I have been teaching RC since 1971 and I would say the choice of trainer depends on you and your goals.

If you are older, 50's and up or have very bad hand-eye coordination, try a glider, a powered sailplane or an old time free flight. If you are younger, especially a teenager, and you have normal to good hand-eye coordination from playing video games, they will bore you to death in a couple of weekends.

If you goal is sailplanes of electrics, they, by all means, start electric. If you want to fly power for scale, pattern, 3D or just sport, you need to start with a power plane.

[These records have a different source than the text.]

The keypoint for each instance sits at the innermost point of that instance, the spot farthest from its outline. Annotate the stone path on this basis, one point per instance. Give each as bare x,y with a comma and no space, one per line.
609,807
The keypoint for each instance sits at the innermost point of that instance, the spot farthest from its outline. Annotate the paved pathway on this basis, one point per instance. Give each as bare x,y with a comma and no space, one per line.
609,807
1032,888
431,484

My feeling is that gliders teach you bad habits for power flying. For example, you generally land a glider in a field. With a power plane you need to learn how to land on a runway, how to line up no matter what the wind. Also steering a sailplane is different. At high speeds you are about like a power plane except you normally have to hold the roll control in (aileron stick over) whereas with a power plane, you normally put in roll, center that stick and use elevator to hold the nose up. At very slow speeds like when you are stretching a glide to make a landing near yourself, the roll controls of a glider become less and less functional. Some times you have to hold down elevator to get the roll controls to work. An experienced flier will have no trouble with this, but these are bad habits to get into if you intend to go on to sport/acro/scale planes.

The great thing about RC flying is there are so many facets of the hobby you can specialize in. You must decide where you are going and plan for it.